Es wäre ungerecht Bela Tarrs insgesamt fünften Film in seiner Karriere als reines Übergangs Werk zu beschreiben. Falsch aber natürlich auch nicht. So waren Filme wie Almanac of Fall oder Family Nest doch hauptsächlich Filme des sozialen Realismus. Filme eher dokumentarischer Natur mit Fokus auf familiärem Drama. So gesehen ist es also legitim Damnation als Übergangsfilm zu bezeichnen. Ist es doch sein erstes Werk in welchem er seine kontemplative Ader sowie seinen distinktivem Stil welcher sich von fortan durch die späteren Filme brannte kreierte. Doch impliziert die Phrase "Übergangs-Film" etwas noch nicht fertiges, etwas in sich noch nicht gereiftes aber auf langfristige Sicht beginnendes. Eben etwas welches den Übergang zu etwas anderem ebnet aber selbst noch nicht vollwertig scheint sondern zwischen zwei Stühlen festsitzt. Dies ist Damnation aber nicht, was es neben ein paar anderen Aspekten auch zu so einem besonderen Film macht. Was Bela Tarr hier in ganz natürlicher Steigerung seiner langsam entfalteten Tendenzen als Künstler und seinen damit zusammen hängenden Intention mit Damnation geschaffen hat ist nämlich eine schon längst komplette und vollwertige Vision. Sich selbst und seinem dargestellten Universum sowie dessen Fragilität  bewusst. Ein formschönes Porträt einer individuellen-sozialen Sorge umgewandelt in die kosmische Tragik des Mensch Sein. Und der damit zusammenhängenden langsamen Desintegration von sich selbst und anderen in der Angst und der Furcht die Hoffnungslosigkeit nicht zu besiegen welche einem immer wieder begegnet.
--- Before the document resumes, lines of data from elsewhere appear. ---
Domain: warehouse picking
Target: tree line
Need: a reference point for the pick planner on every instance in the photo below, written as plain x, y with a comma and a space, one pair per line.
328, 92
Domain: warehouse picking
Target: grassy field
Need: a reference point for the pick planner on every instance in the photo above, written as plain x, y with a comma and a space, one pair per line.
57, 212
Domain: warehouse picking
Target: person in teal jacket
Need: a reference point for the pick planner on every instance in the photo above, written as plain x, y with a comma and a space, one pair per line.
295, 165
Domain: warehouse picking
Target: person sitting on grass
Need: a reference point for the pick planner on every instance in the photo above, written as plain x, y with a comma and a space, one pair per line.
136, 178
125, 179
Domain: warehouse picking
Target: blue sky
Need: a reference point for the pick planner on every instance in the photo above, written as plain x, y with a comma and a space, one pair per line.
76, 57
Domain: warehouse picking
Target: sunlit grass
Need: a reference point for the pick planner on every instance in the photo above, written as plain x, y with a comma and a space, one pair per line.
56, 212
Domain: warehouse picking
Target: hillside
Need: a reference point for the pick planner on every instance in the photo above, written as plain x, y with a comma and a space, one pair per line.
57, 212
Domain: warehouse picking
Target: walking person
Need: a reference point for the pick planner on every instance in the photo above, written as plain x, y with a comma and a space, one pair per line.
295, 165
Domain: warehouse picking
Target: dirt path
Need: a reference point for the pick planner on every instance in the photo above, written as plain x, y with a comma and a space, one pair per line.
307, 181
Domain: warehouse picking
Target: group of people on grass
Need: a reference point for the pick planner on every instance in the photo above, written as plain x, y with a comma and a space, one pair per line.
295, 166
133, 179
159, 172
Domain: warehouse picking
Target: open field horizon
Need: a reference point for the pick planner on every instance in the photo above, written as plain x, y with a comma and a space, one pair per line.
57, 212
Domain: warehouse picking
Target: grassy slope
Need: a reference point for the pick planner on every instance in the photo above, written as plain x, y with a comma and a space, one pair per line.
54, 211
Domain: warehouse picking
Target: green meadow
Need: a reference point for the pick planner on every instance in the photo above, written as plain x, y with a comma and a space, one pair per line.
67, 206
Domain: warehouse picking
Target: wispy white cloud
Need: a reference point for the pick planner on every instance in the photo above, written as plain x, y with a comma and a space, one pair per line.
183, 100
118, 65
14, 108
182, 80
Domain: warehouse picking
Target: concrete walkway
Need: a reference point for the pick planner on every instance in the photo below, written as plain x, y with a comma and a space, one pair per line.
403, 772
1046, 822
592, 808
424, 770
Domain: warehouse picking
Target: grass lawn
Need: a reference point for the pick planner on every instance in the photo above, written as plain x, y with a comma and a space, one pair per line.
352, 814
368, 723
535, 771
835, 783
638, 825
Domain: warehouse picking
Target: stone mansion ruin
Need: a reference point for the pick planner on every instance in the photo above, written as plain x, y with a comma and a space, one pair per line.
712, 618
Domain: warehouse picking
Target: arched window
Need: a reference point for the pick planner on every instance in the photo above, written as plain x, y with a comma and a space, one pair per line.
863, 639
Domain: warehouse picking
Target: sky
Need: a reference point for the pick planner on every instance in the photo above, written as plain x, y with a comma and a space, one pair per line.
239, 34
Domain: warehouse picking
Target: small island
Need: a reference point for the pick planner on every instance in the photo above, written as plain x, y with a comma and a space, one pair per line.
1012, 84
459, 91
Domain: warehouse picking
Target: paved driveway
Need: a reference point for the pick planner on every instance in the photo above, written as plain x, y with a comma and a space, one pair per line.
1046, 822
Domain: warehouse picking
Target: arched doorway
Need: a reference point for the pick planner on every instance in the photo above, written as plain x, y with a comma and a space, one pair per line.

Tarr, und dies ist eines der großen Unterschiede zu seinen früheren Filmen, zeigt uns seine Welt nun in minimalistischer aber nichtsdestotrotz durchaus behutsam ästhetischen Bilder. Er benutzt so oft es geht Weitwinkelobjektive und macht Gebrauch von, stets durch komponierter, Schärfentiefe um in Verbindung mit seinen langen Einstellungen uns nicht nur ein Gefühl für die Personen oder der verstrichenen (filmischen) Zeit zu geben sondern auch für den Raum in welchem all dies passiert. Dadurch kreiert er wie sein großes Vorbild Jancso, eine dichte räumliche und zeitliche Verbindung in seinen Szenen. Dies soll nicht bedeuten das dadurch keine Perspektive aufgezwungen wird in Damnation, wie gesagt Realismus ist das hier nicht mehr. Tarr obwohl er uns in seinen Szenen die Freiheit der Wahrnehmung lässt und so wenig es geht auf Manipulatives verschieben umsteigt hat trotzdem seine künstlerische Kontrolle stets in der Hand und bildet mit ihr eine Art Rahmen aus der weder wir noch das dargestellte entkommen kann. So soll das aber auch sein.







Damnation ist konkret. Ist eindeutig. Hier gibt es nichts zu interpretieren. So jedenfalls Bela selbst über seine Filme ab Damnation welche diesen oben leicht angesprochenen Stil besitzen. Dies scheint schwer zu verstehen und anzuerkennen wenn man seine Filme sieht. Gibt es doch so viel doppeldeutiges was doch eigentlich etwas ganz anderes bedeuten könnte. Dabei hat Tarr aber recht, hier gibt es kein entweder - oder - vielleicht - wahrscheinlich. Wir sind es nur nicht gewohnt solch Stille, solch banaler Ehrlichkeit von Angesicht zu Angesicht entgegenzutreten und sie als einfach genau das zu akzeptieren. Wenn der Hauptcharakter am Ende ziellos durch den Schlamm streift, zufällig einen streunenden Hund sieht und auf alle vier herunter geht um ihn anzubellen dann ist das keine Metapher oder sonst etwas. Es ist einfach das was da zu sehen ist. Ein Mann auf allen Vieren in Schlamm. Unser Kopf will da dann immer den schlauen spielen und Assoziationen setzten zu etwas größerem, etwas außer filmischen. Er will sich selbst um Kopf und Kragen reden und Jenseits von all der intellektuellen Obszönität nicht wahr haben das das was vor ihm steht auch genau das ist und gerade deswegen so Wertvoll sein sollte.